Table 2. The risk trajectories of neurological and psychiatric disorders at
2 years after COVID-19 [38]

Risk returned to baseline

Risk still increased

Anxiety disorders

Mood disorders

Cognitive deficit (‘brain fog’)

Dementia

Psychotic disorders

Epilepsy or seizures

In the course of post-COVID syndrome, symptoms from various organs may occur, but it is the nervous system that is most frequently affected [34]. In order to assess the neurological and psychiatric consequences of COVID-19, a retrospective study was conducted in the USA using electronic medical records. Data from 236,379 patients was analysed. It was shown that within six months of contracting COVID-19, 33.62% of them had a neurological or psychiatric diagnosis, and in 12.8% this diagnosis was made for the first time (Tab. 1). A more severe course of COVID-19 increased the risk of developing a disease of the nervous system — a neurological or psychiatric issue was found in 46.42% of patients who required hospitalisation in an intensive care unit due to COVID-19 [35].

Most observations indicate that a more severe course of SARS-CoV-2 infection (defined, for instance, as the need for hospitalisation in an ICU or the need for passive and/or active ventilation) predisposes to post-COVID syndrome [30, 32, 36]. This fact is also confirmed by the observation of Polish patients suffering from multiple sclerosis (MS) treated with disease-modifying drugs who have survived SARS-CoV-2 infections [37].

Taquet et al., continuing their previous retrospective study [35] over a longer 2-year period, analysed the persistence of various nervous system ailments in a group of 1,284,437 patients who had recovered from COVID-19. It was shown that the increased incidence of mood and anxiety disorders was transient. However, the increased risk of psychotic disorder, cognitive deficit, dementia, epilepsy or seizures persisted throughout (Tab. 2). The differing trajectories may suggest a different pathogenesis for these outcomes. The neurological and psychiatric outcomes were similar during the Delta and Omicron variant waves [38].

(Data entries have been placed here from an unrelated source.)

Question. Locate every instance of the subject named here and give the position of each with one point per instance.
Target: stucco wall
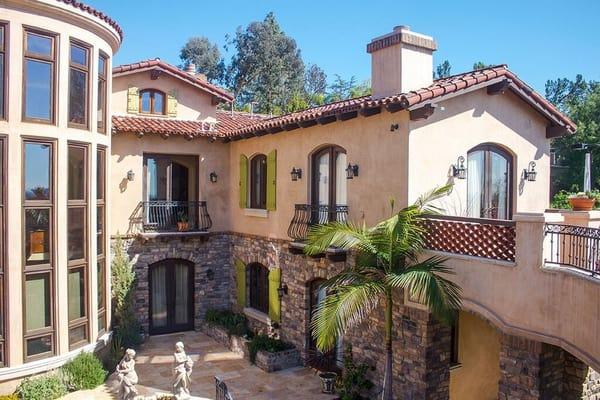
(192, 103)
(479, 356)
(463, 122)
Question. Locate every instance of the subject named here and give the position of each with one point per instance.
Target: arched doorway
(171, 284)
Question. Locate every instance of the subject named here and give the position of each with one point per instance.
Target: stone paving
(245, 381)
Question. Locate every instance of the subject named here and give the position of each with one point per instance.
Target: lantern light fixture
(351, 171)
(529, 174)
(459, 170)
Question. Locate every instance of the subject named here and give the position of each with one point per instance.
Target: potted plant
(183, 224)
(325, 365)
(582, 201)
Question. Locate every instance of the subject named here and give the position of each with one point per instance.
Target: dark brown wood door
(171, 296)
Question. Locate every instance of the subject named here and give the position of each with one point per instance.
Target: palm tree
(387, 258)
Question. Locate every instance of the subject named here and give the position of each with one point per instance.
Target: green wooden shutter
(133, 100)
(243, 181)
(274, 301)
(172, 103)
(240, 278)
(271, 180)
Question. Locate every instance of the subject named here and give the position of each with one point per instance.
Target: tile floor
(245, 381)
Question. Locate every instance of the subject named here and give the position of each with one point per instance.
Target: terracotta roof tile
(176, 72)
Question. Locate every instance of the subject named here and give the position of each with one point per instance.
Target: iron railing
(307, 215)
(478, 237)
(222, 392)
(170, 216)
(573, 246)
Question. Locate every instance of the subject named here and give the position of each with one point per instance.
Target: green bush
(266, 343)
(84, 372)
(234, 323)
(46, 387)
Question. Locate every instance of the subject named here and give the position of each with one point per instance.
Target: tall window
(39, 77)
(102, 73)
(488, 182)
(79, 56)
(38, 269)
(77, 245)
(259, 287)
(152, 101)
(100, 237)
(258, 181)
(2, 71)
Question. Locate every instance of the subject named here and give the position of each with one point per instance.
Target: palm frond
(425, 283)
(346, 306)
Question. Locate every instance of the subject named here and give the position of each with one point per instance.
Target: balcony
(174, 218)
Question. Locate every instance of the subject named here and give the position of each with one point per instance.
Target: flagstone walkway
(245, 381)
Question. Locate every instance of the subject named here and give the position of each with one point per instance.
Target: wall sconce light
(529, 174)
(351, 171)
(281, 290)
(459, 170)
(296, 174)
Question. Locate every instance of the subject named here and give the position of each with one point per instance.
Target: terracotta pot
(582, 203)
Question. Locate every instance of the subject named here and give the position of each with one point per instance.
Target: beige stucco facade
(67, 22)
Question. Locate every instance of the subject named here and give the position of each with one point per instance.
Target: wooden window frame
(102, 78)
(261, 203)
(82, 263)
(101, 251)
(152, 110)
(40, 269)
(258, 293)
(52, 60)
(4, 77)
(86, 70)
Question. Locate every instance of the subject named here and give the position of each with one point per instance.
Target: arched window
(258, 279)
(489, 177)
(152, 101)
(258, 181)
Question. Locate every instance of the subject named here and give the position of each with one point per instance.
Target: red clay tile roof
(440, 87)
(172, 70)
(140, 126)
(95, 13)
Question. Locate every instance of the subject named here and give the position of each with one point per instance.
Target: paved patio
(245, 381)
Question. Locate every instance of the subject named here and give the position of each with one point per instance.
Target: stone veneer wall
(210, 253)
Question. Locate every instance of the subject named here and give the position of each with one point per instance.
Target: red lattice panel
(495, 241)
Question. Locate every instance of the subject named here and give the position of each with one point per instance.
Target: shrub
(84, 372)
(234, 323)
(46, 387)
(266, 343)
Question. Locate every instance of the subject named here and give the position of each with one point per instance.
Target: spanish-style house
(214, 207)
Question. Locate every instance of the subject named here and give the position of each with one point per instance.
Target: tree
(387, 259)
(205, 55)
(267, 67)
(442, 70)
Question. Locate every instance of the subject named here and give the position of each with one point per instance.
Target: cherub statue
(182, 369)
(127, 376)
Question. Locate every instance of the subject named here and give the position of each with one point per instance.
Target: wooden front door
(171, 296)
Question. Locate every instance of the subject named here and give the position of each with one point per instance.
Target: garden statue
(127, 376)
(182, 369)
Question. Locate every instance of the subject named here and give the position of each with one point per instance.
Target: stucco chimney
(401, 61)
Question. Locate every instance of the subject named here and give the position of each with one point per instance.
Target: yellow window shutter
(274, 301)
(133, 100)
(240, 278)
(272, 180)
(243, 181)
(172, 103)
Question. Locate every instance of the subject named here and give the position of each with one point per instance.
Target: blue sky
(539, 40)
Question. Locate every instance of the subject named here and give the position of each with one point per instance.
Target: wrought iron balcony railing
(307, 215)
(173, 216)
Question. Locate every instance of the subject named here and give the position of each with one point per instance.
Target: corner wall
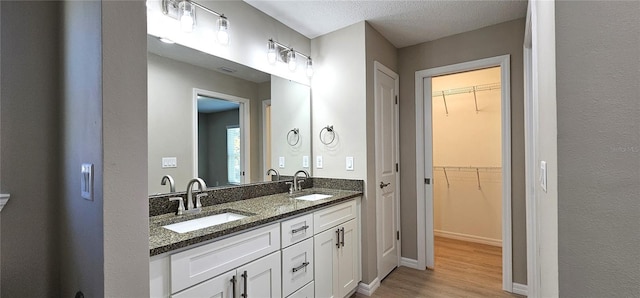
(496, 40)
(598, 112)
(29, 147)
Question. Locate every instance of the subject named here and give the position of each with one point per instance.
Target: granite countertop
(259, 211)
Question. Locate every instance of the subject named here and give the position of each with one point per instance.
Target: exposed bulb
(271, 53)
(291, 60)
(309, 68)
(186, 21)
(223, 30)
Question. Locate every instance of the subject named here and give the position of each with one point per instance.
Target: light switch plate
(543, 175)
(349, 162)
(169, 162)
(86, 181)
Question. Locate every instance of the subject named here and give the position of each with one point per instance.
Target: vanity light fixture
(185, 12)
(277, 51)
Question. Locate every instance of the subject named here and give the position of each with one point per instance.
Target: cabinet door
(347, 271)
(325, 255)
(261, 278)
(218, 287)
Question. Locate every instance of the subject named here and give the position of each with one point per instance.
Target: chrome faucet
(172, 183)
(297, 184)
(191, 207)
(275, 172)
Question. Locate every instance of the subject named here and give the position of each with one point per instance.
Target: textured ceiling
(403, 23)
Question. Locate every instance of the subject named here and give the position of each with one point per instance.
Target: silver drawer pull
(300, 229)
(305, 264)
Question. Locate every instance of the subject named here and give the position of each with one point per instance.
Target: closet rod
(469, 89)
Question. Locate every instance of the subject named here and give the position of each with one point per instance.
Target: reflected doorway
(220, 139)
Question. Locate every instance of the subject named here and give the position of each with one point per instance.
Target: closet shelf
(463, 90)
(468, 169)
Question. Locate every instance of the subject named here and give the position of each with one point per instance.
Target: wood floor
(463, 269)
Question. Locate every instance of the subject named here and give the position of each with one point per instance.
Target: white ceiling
(403, 23)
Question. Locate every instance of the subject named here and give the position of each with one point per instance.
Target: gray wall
(501, 39)
(598, 79)
(82, 235)
(377, 48)
(30, 141)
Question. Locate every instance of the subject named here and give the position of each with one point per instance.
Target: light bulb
(291, 60)
(271, 53)
(186, 20)
(309, 68)
(223, 30)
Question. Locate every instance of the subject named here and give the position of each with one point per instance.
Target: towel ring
(328, 129)
(296, 136)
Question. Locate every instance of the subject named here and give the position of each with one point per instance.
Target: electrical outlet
(169, 162)
(349, 162)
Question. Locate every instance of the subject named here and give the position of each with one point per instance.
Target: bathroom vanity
(305, 244)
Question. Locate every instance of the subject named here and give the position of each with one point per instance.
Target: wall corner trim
(520, 289)
(368, 289)
(4, 198)
(411, 263)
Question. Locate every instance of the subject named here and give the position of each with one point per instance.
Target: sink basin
(204, 222)
(313, 197)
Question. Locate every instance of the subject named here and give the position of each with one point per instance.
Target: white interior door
(386, 119)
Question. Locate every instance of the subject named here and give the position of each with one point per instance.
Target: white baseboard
(520, 289)
(411, 263)
(468, 238)
(368, 289)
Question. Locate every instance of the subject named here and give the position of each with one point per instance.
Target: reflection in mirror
(177, 77)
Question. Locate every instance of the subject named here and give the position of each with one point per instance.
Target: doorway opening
(221, 139)
(467, 174)
(478, 179)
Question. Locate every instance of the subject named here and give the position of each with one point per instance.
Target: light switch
(86, 181)
(169, 162)
(349, 163)
(543, 175)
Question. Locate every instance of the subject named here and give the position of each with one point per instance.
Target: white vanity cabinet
(336, 251)
(311, 255)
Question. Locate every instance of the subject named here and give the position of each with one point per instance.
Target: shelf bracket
(445, 104)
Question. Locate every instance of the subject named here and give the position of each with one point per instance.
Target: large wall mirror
(221, 121)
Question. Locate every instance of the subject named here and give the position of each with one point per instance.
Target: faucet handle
(300, 184)
(180, 204)
(290, 187)
(198, 196)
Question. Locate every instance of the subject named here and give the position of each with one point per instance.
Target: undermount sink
(313, 197)
(204, 222)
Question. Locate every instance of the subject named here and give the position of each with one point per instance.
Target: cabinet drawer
(297, 229)
(333, 216)
(305, 292)
(201, 263)
(297, 266)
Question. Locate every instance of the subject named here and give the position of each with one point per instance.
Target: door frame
(377, 66)
(245, 125)
(424, 191)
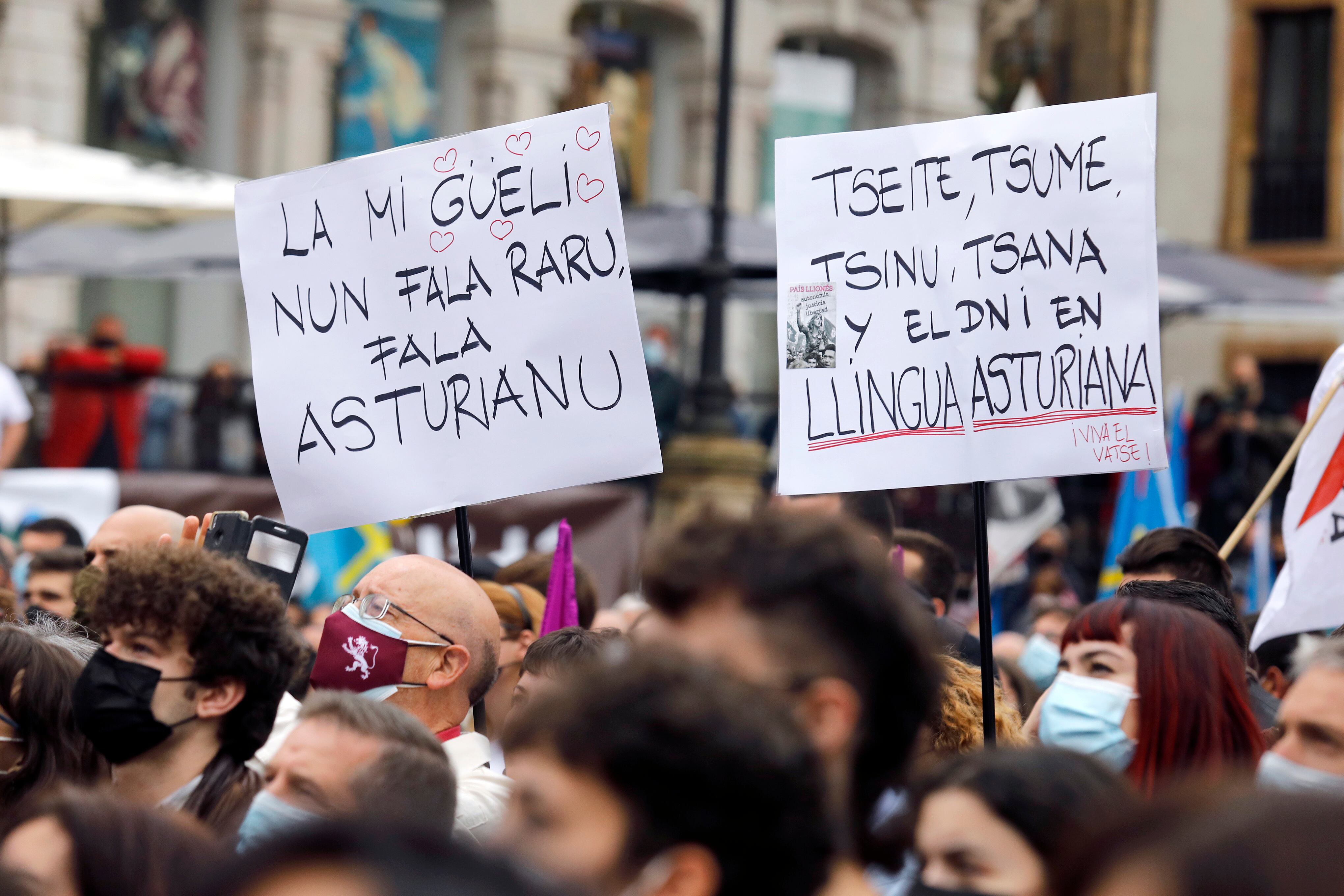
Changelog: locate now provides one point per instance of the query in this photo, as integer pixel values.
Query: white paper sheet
(997, 316)
(408, 359)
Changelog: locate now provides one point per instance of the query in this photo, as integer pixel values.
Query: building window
(1289, 168)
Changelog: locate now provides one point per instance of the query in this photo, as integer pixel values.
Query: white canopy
(45, 180)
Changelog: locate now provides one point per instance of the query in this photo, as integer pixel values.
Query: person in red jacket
(97, 402)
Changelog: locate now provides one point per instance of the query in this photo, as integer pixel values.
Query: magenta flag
(562, 606)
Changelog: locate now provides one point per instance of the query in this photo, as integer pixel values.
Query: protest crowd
(789, 710)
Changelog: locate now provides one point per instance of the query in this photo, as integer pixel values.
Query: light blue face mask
(1039, 660)
(379, 695)
(1280, 773)
(268, 817)
(1084, 715)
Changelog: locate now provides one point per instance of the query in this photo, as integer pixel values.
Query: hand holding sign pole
(970, 301)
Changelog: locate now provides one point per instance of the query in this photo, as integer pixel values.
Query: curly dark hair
(234, 625)
(828, 605)
(694, 758)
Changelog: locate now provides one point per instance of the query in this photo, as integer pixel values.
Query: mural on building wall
(150, 77)
(615, 69)
(388, 96)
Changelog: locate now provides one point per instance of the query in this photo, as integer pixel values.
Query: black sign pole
(987, 653)
(464, 561)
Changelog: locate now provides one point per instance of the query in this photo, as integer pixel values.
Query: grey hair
(373, 719)
(62, 633)
(1314, 651)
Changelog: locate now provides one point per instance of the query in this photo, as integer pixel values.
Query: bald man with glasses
(424, 637)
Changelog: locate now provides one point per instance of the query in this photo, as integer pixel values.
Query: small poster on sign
(990, 300)
(445, 324)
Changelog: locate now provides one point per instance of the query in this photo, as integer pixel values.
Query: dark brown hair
(828, 605)
(234, 625)
(120, 848)
(535, 570)
(53, 747)
(1181, 553)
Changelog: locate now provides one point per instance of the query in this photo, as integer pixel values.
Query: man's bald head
(134, 527)
(445, 602)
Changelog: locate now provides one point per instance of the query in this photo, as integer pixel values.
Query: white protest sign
(445, 324)
(970, 300)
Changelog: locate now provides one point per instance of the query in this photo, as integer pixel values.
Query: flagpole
(1240, 532)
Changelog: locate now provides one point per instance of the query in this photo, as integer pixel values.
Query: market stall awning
(46, 180)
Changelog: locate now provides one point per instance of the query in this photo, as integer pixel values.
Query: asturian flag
(1309, 593)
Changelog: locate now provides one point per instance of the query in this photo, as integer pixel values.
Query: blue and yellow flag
(1148, 500)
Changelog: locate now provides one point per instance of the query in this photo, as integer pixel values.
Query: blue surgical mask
(1084, 715)
(1280, 773)
(268, 817)
(1039, 660)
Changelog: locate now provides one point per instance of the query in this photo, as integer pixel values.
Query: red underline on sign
(928, 430)
(1058, 417)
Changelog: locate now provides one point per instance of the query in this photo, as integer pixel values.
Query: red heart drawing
(584, 133)
(448, 159)
(585, 183)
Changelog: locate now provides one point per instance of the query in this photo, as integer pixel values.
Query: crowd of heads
(788, 706)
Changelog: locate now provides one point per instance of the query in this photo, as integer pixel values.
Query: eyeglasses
(375, 606)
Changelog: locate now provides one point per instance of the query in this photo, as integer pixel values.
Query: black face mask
(921, 888)
(112, 704)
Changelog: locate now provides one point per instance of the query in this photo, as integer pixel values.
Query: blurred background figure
(91, 844)
(1006, 821)
(40, 743)
(662, 777)
(218, 401)
(52, 582)
(350, 757)
(97, 402)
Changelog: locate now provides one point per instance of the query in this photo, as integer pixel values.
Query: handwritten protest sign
(445, 324)
(970, 300)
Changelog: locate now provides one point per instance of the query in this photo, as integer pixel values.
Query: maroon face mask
(361, 655)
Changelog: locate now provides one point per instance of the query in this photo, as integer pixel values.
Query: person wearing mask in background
(92, 844)
(52, 582)
(1309, 755)
(97, 399)
(521, 609)
(554, 659)
(809, 608)
(197, 656)
(358, 758)
(47, 534)
(665, 386)
(1152, 690)
(663, 778)
(40, 743)
(534, 571)
(423, 636)
(1006, 821)
(139, 526)
(931, 569)
(1221, 609)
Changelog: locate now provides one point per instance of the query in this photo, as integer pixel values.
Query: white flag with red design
(1309, 593)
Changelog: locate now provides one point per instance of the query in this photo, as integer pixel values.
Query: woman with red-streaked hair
(1154, 690)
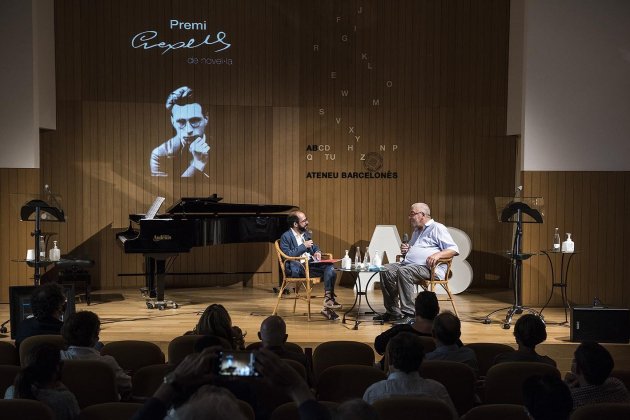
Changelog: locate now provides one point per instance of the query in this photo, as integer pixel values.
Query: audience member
(447, 329)
(273, 335)
(81, 331)
(529, 331)
(40, 380)
(48, 304)
(405, 357)
(427, 308)
(216, 320)
(547, 398)
(590, 380)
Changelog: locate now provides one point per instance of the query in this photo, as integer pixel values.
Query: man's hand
(199, 150)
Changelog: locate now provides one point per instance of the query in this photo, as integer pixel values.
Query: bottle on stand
(55, 253)
(346, 262)
(568, 245)
(366, 259)
(556, 241)
(357, 259)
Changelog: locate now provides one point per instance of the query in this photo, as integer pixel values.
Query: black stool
(73, 270)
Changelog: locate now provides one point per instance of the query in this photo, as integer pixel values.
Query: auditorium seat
(344, 382)
(408, 407)
(333, 353)
(91, 381)
(109, 411)
(131, 355)
(504, 381)
(458, 379)
(25, 409)
(9, 354)
(486, 352)
(31, 342)
(497, 412)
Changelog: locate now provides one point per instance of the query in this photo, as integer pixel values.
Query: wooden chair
(458, 379)
(131, 355)
(25, 409)
(30, 343)
(91, 381)
(297, 283)
(108, 411)
(504, 382)
(9, 354)
(486, 352)
(332, 353)
(435, 281)
(345, 382)
(411, 407)
(602, 411)
(497, 412)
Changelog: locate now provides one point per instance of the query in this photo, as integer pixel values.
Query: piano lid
(211, 205)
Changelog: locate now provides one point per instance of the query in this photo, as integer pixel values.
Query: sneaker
(331, 303)
(329, 314)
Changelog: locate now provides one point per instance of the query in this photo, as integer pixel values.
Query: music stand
(519, 211)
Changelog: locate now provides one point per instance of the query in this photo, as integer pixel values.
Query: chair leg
(284, 285)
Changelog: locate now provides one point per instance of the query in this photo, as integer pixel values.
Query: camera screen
(237, 363)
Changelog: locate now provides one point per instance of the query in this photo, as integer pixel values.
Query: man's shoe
(331, 303)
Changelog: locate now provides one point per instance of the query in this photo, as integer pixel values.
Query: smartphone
(237, 363)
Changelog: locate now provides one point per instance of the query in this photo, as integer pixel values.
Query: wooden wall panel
(592, 206)
(445, 110)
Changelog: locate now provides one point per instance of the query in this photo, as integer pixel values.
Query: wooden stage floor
(125, 316)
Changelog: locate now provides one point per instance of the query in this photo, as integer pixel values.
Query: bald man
(273, 335)
(429, 242)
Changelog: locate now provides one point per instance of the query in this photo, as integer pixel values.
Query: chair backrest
(458, 379)
(287, 345)
(497, 412)
(7, 377)
(397, 408)
(146, 380)
(504, 382)
(25, 409)
(109, 411)
(344, 382)
(131, 355)
(91, 381)
(332, 353)
(9, 354)
(289, 411)
(486, 352)
(602, 411)
(30, 343)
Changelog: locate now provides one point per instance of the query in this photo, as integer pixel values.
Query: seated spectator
(273, 335)
(529, 331)
(547, 398)
(40, 380)
(216, 320)
(589, 379)
(81, 331)
(48, 304)
(447, 329)
(427, 308)
(405, 357)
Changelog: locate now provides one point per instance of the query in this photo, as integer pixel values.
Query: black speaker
(601, 324)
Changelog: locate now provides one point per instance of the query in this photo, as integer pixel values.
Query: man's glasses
(194, 122)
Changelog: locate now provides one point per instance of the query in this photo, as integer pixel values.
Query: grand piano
(197, 221)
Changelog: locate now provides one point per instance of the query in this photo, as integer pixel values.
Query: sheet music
(154, 208)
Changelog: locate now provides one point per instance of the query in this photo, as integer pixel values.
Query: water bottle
(556, 241)
(357, 259)
(346, 262)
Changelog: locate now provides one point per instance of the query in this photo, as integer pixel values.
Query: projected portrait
(185, 154)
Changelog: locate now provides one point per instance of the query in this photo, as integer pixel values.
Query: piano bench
(73, 271)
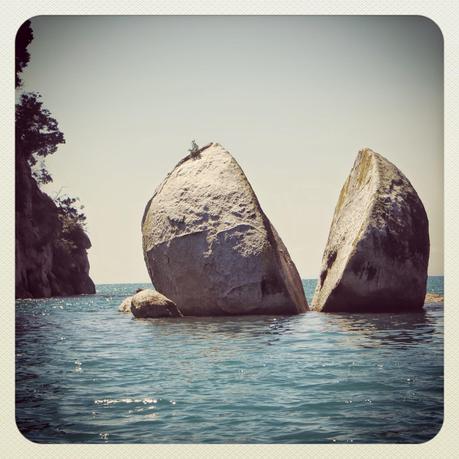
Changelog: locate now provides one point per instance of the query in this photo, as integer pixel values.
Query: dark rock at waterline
(433, 298)
(209, 246)
(125, 306)
(378, 248)
(151, 304)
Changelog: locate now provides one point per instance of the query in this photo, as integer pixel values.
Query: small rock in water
(433, 298)
(152, 304)
(125, 306)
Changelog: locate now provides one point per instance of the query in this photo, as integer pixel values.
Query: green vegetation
(38, 135)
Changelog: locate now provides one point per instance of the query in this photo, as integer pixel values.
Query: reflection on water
(387, 329)
(86, 373)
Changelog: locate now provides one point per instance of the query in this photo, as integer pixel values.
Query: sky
(293, 98)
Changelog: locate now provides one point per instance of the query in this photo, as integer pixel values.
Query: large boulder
(151, 304)
(378, 247)
(209, 246)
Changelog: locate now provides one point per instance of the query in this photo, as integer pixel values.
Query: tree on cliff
(23, 39)
(37, 132)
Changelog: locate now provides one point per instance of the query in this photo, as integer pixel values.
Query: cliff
(51, 257)
(378, 248)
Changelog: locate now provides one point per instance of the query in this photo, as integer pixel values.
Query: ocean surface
(86, 373)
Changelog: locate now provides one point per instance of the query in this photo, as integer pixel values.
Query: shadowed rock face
(378, 247)
(48, 262)
(210, 248)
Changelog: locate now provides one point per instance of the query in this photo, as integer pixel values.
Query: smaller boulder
(125, 306)
(150, 304)
(433, 298)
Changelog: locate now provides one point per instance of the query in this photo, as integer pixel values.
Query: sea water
(86, 373)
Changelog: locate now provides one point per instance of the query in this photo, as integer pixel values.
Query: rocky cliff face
(210, 248)
(378, 247)
(50, 260)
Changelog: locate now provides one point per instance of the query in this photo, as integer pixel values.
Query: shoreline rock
(125, 306)
(377, 251)
(209, 246)
(433, 298)
(152, 304)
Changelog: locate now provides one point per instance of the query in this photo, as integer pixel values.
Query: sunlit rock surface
(210, 248)
(378, 247)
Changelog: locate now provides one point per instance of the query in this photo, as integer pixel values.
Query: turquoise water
(86, 373)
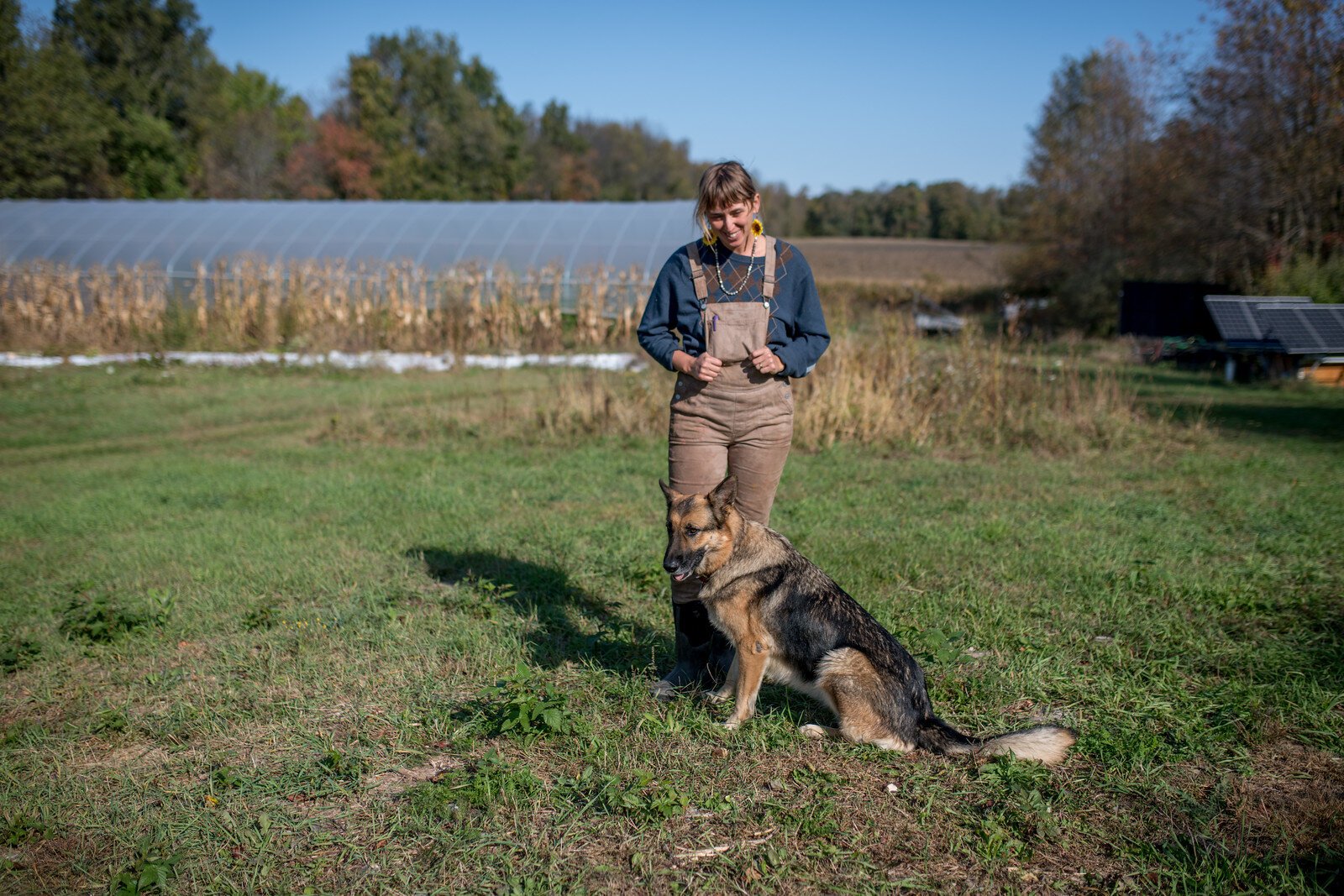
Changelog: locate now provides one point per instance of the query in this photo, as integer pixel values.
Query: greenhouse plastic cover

In turn, Chatys-Bogacka et al., retrospectively using a neuropsychological questionnaire specially designed for this purpose, searched for demographic factors influencing the incidence and course of post-COVID symptoms over time. They found that in patients who did not require hospitalisation due to COVID-19, the occurrence and duration of COVID-19--associated brain fog depended on sex. Women reported more frequent problems with writing, reading, counting and communicating thoughts. However, there were no sex--related differences in experiencing problems with multitasking, remembering information from the past, determining the current date or field orientation [39]. Similarly, retrospectively assessing post-COVID fatigue in patients requiring prior hospitalisation due to COVID-19, Mazurkiewicz et al. found this symptom in the majority of patients, and noted that the presence of fatigue was predicted by female sex [40].

Since the beginning of the COVID-19 pandemic, much attention has been paid to patients suffering from autoimmune diseases, and neurologists have been particularly concerned about patients treated with immunosuppressive drugs [41–43].

In this issue, we also present two articles concerning the impact of SARS-CoV-2 infection on the course of multiple sclerosis [44] and other autoimmune diseases of the nervous system [45]. The introduction of vaccination against SARS--CoV-2 was another challenge in this group of patients. On the one hand, the necessity for vaccinations was beyond doubt [46]; on the other hand, there were concerns about the effectiveness of preventive vaccinations in patients treated with immunosuppressive therapies. Observations of potential side effects of the vaccines used, which ultimately turned out to be safe and well tolerated [47, 48], aroused great interest as well. This edition also includes two articles discussing the immune response to SARS-CoV-2 infection and COVID-19 vaccination [49, 50].

I hope that readers of the Polish Journal of Neurology and Neurosurgery will find this Leading Topic not only interesting but also useful in clinical practice. However, it must be remembered that the story of the COVID-19 pandemic is not yet at an end, and there are still many unknowns about the effects of SARS-CoV-2 on the nervous system.